Given where the US economy has been over the past decade—and the state of the global economy still—it’s pretty amazing how well the world’s largest economy is performing right now. What’s more, all indicators suggest that the momentum has a ways to run yet. Here’s some of the most robust readings on the US economy.
This year has been the best year for job growth since 1999.
And the jobless rate has fallen sharply to 5.8% in November.
GDP is starting to expand at a faster clip.
Consumer sentiment is hitting post-crisis peaks.
Inflation remains very low.
Interest rates are low, too.
Retail spending is picking up steam.
And gasoline prices are tumbling, putting cash in consumers’ pockets.

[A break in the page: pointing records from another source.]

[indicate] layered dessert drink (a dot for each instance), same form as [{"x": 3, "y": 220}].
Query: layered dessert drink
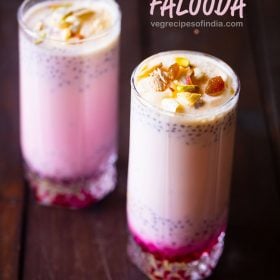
[
  {"x": 183, "y": 112},
  {"x": 69, "y": 98}
]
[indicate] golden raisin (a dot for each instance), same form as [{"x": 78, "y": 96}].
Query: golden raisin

While they’re nowhere near pre-crisis levels, home sales seem to be gaining traction.
So what’s the problem? In a word: wages.
Any way you slice it, wage growth has been piddling. In November, US private-sector average hourly earnings were up a scant 0.4%, compared to the same period last year. (In the late 1990s, inflation-adjusted wages were regularly logging year-on-year gains of more than 3%.)

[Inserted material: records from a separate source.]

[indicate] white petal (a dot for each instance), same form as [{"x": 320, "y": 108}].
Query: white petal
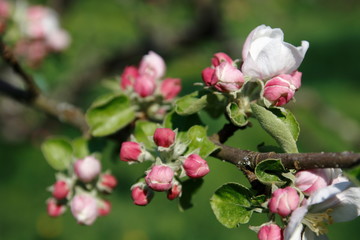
[
  {"x": 347, "y": 205},
  {"x": 292, "y": 229}
]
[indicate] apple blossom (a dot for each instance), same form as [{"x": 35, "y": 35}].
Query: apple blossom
[
  {"x": 270, "y": 232},
  {"x": 266, "y": 55},
  {"x": 87, "y": 169},
  {"x": 130, "y": 152},
  {"x": 164, "y": 137},
  {"x": 141, "y": 194},
  {"x": 338, "y": 202},
  {"x": 60, "y": 189},
  {"x": 152, "y": 65},
  {"x": 284, "y": 201},
  {"x": 54, "y": 209},
  {"x": 309, "y": 181},
  {"x": 170, "y": 88},
  {"x": 84, "y": 208},
  {"x": 195, "y": 166},
  {"x": 128, "y": 77},
  {"x": 160, "y": 178}
]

This is part of the reason that typical American families have experienced a lost quarter century of household income growth.
Now the idea is that a long stretch of economic growth would eventually feed through into wage growth. And Federal Reserve Chair Janet Yellen has indicated that she’d like to see real gains for workers, which would suggest she’s willing to let the US economy run a little hot before getting worried about inflation. (It isn’t a problem at all at the moment.)
That’s why this week’s Fed meeting is so important. If the Yellen Fed signals that it’s willing to start raising interest rates shortly—perhaps by removing the “considerable time” language from the Fed’s monetary statement—that would suggest that her commitment to wages growth is softening a bit. And that’d be very disappointing for workers.